Read it in as a single column by setting the separator to (hopefully) an unused utf8 character with no header and then use .str.split.list.to_struct followed by unnest to allow a dynamic number of columns. Then you have to rename the columns and slice out the first row.

import polars as pl
import io
from warnings import catch_warnings, filterwarnings

input_file = io.StringIO("""ID,Name,Age
1,John,28
2,Jane,35,California,USA
3,Emily,22
4,Michael,40,Australia,Melbourne"""
                   )
input_file.seek(0)


with catch_warnings():
    filterwarnings("ignore")
    ## this suppresses the warning from `to_struct` which wants explicit field names.
    df = (
        pl.read_csv(input_file, separator="\x00", has_header=False)
        .with_columns(
            pl.col("column_1")
            .str.split(",")
            .list.to_struct(n_field_strategy="max_width")
            )
        .unnest("column_1")
    )

df = df.rename({x:y for x,y in zip(df.columns, df.row(0)) if y is not None})
df = df.slice(1,)

Now you've got a df of all strings. You could try to do a for loop with all the columns, trying to cast them but turns out that is slower (at least in a few tests that I did) than writing the existing df to a csv and then rereading it to force polars's auto-infer mechanism.

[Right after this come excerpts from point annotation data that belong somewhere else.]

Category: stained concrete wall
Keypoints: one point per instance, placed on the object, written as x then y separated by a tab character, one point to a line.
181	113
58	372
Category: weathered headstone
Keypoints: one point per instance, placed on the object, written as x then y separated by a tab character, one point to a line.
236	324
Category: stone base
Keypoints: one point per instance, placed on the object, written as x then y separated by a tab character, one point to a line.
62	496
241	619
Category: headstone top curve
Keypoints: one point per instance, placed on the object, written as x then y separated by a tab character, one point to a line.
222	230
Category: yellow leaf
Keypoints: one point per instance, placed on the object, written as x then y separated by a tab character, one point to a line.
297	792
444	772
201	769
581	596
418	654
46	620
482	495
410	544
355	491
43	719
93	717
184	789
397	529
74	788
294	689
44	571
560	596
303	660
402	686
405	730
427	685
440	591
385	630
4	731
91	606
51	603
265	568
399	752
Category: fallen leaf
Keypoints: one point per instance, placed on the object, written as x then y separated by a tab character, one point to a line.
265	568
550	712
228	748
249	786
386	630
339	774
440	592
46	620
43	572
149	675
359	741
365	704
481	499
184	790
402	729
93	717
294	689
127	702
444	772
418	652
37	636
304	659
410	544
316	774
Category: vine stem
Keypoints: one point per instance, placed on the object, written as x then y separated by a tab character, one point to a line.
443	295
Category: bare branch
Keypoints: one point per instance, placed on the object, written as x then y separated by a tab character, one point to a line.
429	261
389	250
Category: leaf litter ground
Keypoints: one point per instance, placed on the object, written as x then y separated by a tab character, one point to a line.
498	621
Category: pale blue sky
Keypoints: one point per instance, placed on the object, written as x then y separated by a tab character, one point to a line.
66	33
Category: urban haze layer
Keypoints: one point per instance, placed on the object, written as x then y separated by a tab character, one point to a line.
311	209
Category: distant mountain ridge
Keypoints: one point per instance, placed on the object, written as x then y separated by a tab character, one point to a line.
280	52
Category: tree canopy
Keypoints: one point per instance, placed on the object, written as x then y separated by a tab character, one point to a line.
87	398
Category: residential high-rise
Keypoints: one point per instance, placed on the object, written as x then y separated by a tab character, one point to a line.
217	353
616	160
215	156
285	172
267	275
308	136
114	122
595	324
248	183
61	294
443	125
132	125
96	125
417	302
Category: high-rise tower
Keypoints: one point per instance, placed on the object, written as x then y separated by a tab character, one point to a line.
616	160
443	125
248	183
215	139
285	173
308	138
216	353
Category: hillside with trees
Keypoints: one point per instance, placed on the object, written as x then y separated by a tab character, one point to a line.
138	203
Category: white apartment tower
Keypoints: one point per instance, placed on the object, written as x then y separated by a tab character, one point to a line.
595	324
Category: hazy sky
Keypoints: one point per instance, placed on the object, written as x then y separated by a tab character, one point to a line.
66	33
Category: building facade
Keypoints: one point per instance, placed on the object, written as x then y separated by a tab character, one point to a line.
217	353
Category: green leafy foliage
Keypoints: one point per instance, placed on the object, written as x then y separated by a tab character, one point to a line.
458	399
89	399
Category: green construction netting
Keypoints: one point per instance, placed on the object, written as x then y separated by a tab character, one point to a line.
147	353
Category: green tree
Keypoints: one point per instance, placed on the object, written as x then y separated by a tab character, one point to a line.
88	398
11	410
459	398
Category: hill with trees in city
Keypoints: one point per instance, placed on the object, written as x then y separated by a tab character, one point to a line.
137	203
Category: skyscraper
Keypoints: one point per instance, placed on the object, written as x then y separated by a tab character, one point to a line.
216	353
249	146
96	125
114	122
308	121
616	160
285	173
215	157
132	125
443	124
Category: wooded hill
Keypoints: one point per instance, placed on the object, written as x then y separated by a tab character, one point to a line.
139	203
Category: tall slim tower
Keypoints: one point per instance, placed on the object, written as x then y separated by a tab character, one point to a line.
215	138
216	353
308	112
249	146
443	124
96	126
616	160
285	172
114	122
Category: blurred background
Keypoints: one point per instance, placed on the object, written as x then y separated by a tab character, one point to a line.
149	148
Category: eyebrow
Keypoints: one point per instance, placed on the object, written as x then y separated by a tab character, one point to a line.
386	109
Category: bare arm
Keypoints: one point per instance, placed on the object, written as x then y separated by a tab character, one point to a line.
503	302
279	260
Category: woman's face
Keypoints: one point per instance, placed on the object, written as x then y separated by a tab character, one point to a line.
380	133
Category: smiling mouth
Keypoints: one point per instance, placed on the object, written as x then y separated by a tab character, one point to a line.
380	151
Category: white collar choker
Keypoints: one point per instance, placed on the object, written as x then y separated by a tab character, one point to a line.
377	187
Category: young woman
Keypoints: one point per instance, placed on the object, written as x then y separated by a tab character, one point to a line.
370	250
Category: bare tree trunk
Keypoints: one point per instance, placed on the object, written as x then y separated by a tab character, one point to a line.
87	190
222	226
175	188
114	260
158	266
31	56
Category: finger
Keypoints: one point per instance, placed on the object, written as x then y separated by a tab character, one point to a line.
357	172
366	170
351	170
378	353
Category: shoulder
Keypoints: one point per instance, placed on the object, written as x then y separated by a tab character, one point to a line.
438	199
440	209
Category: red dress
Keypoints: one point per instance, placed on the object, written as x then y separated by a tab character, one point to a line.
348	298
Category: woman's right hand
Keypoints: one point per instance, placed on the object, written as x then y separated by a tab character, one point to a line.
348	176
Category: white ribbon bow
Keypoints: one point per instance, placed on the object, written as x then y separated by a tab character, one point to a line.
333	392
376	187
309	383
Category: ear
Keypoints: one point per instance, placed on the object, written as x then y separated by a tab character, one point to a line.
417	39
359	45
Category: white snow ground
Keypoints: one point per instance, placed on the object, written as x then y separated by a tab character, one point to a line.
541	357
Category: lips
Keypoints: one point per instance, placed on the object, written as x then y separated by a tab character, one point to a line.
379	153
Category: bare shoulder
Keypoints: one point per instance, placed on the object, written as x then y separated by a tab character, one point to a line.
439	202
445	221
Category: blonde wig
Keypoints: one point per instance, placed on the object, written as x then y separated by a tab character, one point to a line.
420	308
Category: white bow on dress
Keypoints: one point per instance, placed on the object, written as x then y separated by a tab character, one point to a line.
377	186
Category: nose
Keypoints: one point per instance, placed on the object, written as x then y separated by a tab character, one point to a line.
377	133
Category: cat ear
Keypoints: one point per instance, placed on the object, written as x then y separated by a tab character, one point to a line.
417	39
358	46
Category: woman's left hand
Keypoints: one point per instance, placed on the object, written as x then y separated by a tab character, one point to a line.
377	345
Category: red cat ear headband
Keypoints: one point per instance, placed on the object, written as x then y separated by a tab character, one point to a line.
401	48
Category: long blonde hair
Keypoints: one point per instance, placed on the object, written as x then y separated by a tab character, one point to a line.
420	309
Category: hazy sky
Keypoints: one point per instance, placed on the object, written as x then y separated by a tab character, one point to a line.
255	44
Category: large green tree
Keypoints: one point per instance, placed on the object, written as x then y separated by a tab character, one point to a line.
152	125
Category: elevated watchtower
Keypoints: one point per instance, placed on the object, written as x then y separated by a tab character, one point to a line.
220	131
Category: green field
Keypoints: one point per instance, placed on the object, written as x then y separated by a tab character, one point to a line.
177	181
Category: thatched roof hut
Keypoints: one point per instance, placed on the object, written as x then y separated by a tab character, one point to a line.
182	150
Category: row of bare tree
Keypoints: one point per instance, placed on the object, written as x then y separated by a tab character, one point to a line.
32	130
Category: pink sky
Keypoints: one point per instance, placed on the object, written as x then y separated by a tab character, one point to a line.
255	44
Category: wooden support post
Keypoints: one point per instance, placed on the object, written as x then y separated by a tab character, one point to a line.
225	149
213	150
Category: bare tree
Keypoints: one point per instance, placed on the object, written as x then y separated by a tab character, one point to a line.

from tempfile import NamedTemporaryFile
with NamedTemporaryFile() as ff:
    df.write_csv(ff)
    ff.seek(0)
    df= pl.read_csv(ff)

If you've got enough memory then replacing the tempfile with an io.BytesIO() will be even faster.

A simple work around for the issue would be prepending a long enough initial row so that all subsequent rows will be read as shorter than the first one.